Of course, these arguments are rather speculative and require empirical scrutiny, including the psychometric assessment of rivals’ competitive traits and states (e.g., Harris and Houston 2010; Kilduff et al. 2016; Mudrack et al. 2012). This study’s experimental design, however, does not allow for further analyzing these potential mechanisms because there are no observable measures of the participants’ motivations, and we do not know how exactly participants used the information provided by detailed RPI. Hence, future research should investigate further how and why detailed RPI may strengthen or weaken social comparison and, in turn, performance.

6 Conclusion and implications

This study’s findings have important implications for both, business practice and research. To begin with, it provides evidence that, if the employees who are compared in rankings are similar in their task ability, a simple RPI system can induce social comparison and enhance performance. If, in contrast, employees differ strongly in their task abilities, there may be no, or even negative performance effects of RPI. Given the potentially detrimental effects of competition in organizations (Chowdhury and Gürtler 2015; Dato and Nieken 2014; Hartmann and Schreck 2018; Schreck 2015), it is questionable whether the use of RPI is beneficial under such circumstances at all.

In light of the inconclusive results on the behavioral effects of detailed RPI, this study cannot deliver clear recommendations on how the content of RPI should best be designed. Although I do find that strategy choice is slightly better under simple than under detailed RPI, these differences do not help explain the performance differences observed in the experiment. Also, the results fail to lend support to my hypotheses regarding the differential effects of detailed RPI contingent upon group composition. Taken together, the study cautions against an unreflected use of performance rankings in organizations. The specific work context, in which such rankings are used, and its exact content can determine whether RPI is motivating or demotivating, whether it is performance-enhancing or performance-inhibiting. Such intended and unintended effects of incentive systems are important to consider from a management control perspective—not just because of their economic significance, but also because they may be conflicting with employees’ profound values (Küpper 2011: 327). Hence, care should be taken to analyze the specific conditions of use before implementing performance rankings.

Finally, I would like to point out two features of my study that may limit the generalizability of its results, but that offer opportunities for future research at the same time. First, the specific task I used is well suited to capture differences in problem-solving abilities, and to manipulate two difficulty levels neatly. However, as responses to a post-experimental questionnaire reveal, participants vary greatly in their preferences for the task.Footnote 7 Presumably, these differences lead to a large variance in intrinsic motivation, limiting the extrinsic motivational effects of the rankings (Whitehead and Corbin 1991). Future research could take different real effort tasks to investigate the behavioral effects of different forms of RPI and group compositions. Specifically, they could focus on boring tasks where varying performance levels are less attributable to differences in ability but rather to differences in effort (Charness et al. 2018). Alternatively, differences in intrinsic motivation could be mitigated by a stronger RPI manipulation. For example, by tying monetary incentives to participants’ rank—turning rankings into a relative performance evaluation (RPE) system (Hannan et al. 2008; Matsumura and Shin 2006).

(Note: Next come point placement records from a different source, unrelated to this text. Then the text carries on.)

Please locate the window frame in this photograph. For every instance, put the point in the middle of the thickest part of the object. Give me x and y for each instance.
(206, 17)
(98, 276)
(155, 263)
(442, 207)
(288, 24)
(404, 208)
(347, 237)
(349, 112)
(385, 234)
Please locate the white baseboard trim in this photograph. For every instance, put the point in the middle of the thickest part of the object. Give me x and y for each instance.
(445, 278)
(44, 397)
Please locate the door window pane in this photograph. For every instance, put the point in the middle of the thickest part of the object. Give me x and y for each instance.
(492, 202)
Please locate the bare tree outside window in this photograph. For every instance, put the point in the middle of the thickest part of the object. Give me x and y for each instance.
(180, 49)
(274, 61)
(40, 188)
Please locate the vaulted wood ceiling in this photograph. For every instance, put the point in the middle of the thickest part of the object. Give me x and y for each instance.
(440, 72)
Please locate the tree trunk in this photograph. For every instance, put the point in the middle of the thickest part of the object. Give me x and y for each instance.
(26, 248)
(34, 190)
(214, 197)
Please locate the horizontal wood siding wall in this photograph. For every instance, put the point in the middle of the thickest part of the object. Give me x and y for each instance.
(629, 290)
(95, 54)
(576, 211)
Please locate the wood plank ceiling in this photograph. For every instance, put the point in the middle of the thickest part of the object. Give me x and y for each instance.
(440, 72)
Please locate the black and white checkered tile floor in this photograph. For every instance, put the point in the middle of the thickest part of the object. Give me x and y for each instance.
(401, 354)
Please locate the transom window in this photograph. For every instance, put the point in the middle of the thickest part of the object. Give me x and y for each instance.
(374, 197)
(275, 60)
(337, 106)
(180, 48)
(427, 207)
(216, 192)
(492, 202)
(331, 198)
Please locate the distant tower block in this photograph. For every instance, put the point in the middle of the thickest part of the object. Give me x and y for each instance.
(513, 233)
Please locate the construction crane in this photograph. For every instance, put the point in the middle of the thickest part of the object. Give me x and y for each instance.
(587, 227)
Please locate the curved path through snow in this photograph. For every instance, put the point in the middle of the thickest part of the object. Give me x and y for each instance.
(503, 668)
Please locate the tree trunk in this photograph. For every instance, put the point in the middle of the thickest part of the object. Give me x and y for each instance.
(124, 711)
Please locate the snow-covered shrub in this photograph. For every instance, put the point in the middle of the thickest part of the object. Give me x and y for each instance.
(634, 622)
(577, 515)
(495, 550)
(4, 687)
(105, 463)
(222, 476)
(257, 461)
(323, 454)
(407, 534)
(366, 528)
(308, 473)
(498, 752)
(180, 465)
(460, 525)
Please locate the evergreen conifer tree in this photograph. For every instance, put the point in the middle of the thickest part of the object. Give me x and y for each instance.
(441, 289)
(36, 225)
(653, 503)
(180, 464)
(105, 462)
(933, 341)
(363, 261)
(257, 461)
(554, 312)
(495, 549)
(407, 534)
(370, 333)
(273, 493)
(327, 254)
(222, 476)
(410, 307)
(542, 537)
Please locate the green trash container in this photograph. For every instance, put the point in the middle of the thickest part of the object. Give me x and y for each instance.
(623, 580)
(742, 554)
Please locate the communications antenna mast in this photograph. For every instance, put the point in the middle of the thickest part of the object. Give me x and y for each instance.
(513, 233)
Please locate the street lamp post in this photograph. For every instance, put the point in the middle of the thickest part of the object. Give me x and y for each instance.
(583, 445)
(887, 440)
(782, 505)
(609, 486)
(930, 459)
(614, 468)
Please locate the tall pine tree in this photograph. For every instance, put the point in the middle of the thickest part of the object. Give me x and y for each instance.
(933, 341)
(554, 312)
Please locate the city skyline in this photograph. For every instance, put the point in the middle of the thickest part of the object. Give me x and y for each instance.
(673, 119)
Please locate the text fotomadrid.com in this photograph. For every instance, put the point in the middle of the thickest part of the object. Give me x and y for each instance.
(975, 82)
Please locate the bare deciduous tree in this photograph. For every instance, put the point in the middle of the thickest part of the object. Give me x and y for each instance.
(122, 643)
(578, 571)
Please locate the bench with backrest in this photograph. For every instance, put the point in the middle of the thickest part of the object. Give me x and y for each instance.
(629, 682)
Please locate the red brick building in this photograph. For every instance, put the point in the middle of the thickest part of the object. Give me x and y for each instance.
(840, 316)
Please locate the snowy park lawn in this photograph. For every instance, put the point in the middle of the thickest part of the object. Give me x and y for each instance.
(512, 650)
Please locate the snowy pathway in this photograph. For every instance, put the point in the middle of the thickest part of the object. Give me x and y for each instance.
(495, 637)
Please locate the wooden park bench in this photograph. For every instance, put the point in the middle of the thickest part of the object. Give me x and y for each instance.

Second, the set of only two strategies available to participants was quite restrictive. This design allows for a focus on the differences between easy and difficult tasks. However, it does not allow for fine-grained differences that may be more suitable to capture the variance in participants’ task abilities. Future research could take this study’s results as a point of departure to investigate how participants respond to a greater set of available strategies.